From Africa to Philadelphia

Philadelphia has long been home to people of African origin. As W.E.B. Dubois chronicled in his landmark 1899 sociological study The Philadelphia Negro, Philadelphia has been home to successive Black immigrants and migrants – from African slaves in the 17th and 18th centuries, to freedmen in the 19th century, to waves of the “Great Migration” from the South in the late 19th and early 20th centuries. In recent years, Philadelphia has come full circle and is once again playing host to a new population arriving directly from the continent of Africa.

Philadelphia is not the only American city welcoming this new influx of Africans. During the last decades of the 20th century, the United States as a nation has experienced a wave of immigration from sub-Saharan Africa. While Africans started coming voluntarily to the United States in the 1960s, mostly for higher education, the largest influx has occurred since 1990. A combination of economic and political factors leads Africans to turn increasingly to the United States as a destination. England and France, the global powers of a previous era, have enacted stiff policies that discourage immigration from their former colonies in Africa. And the idea that America is a land of unlimited opportunity and freedom, reinforced by films and other popular media, has made it the first choice of most of Africa’s youth.

Serving coffee at the Ethiopian Community Cetner of Greater Philadelphia picnicThese new African immigrants represent a wide variety of nations, cultures, languages, and religions. Their immigration experiences are also very diverse. Some are sojourners seeking their fortune in the U.S. Many come as students and stay on to work as professionals. Others are fleeing political turmoil in their countries of origin and come as refugees or as asylum seekers. Africans also arrive in the United States following a variety of immigration scenarios. The most common are coming to attend university, obtaining a work visa to practice a specialized profession, marrying an American citizen, being resettled as refugee, obtaining political asylum, winning the U.S. Diversity Lottery, or overstaying a temporary visa to become an "undocumented immigrant." Whatever these immigrants’ reasons for coming, and however they manage to stay, their businesses, social networks, and lifestyles are changing the character of the cities and neighborhoods where they are concentrated.

A growing number of African immigrants have settled in various Philadelphia neighborhoods, including the West, Southwest, and Northeast parts of the city.
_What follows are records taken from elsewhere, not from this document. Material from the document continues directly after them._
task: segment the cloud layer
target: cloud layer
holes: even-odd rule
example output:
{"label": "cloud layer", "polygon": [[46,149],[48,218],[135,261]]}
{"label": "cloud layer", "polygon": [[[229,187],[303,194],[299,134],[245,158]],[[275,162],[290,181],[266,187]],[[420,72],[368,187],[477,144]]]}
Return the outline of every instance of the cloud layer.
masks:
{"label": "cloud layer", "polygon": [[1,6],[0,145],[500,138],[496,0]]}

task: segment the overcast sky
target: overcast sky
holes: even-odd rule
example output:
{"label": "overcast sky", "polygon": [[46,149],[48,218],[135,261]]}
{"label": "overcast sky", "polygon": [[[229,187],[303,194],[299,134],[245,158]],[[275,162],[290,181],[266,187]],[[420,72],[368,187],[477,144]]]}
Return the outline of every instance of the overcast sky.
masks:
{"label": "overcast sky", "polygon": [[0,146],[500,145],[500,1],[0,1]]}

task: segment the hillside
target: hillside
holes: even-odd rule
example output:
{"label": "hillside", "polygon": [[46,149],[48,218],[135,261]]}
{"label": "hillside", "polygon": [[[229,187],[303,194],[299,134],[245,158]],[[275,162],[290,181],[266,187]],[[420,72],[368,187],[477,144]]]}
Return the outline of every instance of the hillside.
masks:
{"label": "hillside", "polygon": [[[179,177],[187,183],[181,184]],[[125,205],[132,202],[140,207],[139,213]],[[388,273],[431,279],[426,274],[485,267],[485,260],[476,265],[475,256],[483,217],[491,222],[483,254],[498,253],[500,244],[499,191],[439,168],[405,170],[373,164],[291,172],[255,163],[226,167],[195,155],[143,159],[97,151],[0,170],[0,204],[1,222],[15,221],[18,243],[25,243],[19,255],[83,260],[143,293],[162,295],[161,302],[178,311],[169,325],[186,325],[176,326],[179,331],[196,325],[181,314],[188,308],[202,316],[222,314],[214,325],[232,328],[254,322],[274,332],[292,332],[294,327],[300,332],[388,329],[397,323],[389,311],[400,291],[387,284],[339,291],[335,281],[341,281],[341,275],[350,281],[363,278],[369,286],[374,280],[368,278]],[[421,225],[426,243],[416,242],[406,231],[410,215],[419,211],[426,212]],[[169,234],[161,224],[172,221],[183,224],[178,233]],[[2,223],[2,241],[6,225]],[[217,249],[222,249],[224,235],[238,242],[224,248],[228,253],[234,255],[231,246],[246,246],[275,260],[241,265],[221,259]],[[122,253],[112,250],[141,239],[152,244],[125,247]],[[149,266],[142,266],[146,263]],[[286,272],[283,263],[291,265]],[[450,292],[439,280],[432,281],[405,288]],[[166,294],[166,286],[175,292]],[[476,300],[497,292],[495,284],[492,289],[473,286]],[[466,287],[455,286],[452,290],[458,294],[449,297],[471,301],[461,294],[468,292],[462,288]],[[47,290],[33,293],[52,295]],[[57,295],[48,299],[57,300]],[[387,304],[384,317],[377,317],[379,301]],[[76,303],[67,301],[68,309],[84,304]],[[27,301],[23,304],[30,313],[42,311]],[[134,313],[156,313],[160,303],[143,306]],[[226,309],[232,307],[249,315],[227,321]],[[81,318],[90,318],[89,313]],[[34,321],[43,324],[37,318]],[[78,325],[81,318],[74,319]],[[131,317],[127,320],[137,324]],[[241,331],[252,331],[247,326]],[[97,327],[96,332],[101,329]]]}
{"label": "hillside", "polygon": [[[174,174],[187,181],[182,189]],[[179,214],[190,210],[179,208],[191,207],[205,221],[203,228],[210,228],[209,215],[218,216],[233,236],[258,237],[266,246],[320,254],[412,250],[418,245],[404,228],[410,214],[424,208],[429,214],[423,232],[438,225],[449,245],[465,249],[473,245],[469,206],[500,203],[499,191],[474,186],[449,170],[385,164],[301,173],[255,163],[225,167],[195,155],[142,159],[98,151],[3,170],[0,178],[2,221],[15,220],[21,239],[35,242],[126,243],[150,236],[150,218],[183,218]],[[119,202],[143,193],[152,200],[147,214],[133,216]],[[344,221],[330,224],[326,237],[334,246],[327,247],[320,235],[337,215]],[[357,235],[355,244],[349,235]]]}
They come from over 30 different countries and speak dozens of different languages. They practice Christian, Muslim, and sometimes traditional religious beliefs. Their presence can be seen in the new businesses and religious institutions that cater to Africans, the sale of African merchandise and services to Philadelphia natives, and simply the colorful dress of passers-by.

Philadelphia is often the second American destination for these new immigrants. Its convenient location between the hubs of New York City and Washington D.C., along with its cheaper real estate and slower pace of life, have attracted many Africans who initially settled in these other cities. Many refugees have also been resettled in the Philadelphia area by agencies, usually following the principle of "family reunification." Moving to a city with a large and active population of compatriots is an important factor in choosing a destination for many African immigrants arriving in the United States.

Africans who have left their home countries and immigrated to the United States have different ideas of what the future holds. Some arrive with the idea of resettling forever. Many others view their time here as temporary. These immigrants dream of returning home when they have accomplished their goals or conditions improve in their country of origin.

Longing for home, many immigrants find adaptation to American life a difficult process. In particular, Africans must learn to lead more solitary lives in Philadelphia than they would in Africa, where the daily routine is oriented around family, and one's place in the community is understood and recognized by all. Many Africans also express a dislike of the Philadelphia climate, being unused to the cold winter months.

But as initial distress gives way to acceptance of local ways, most African immigrants readily admit the many benefits of life in the United States.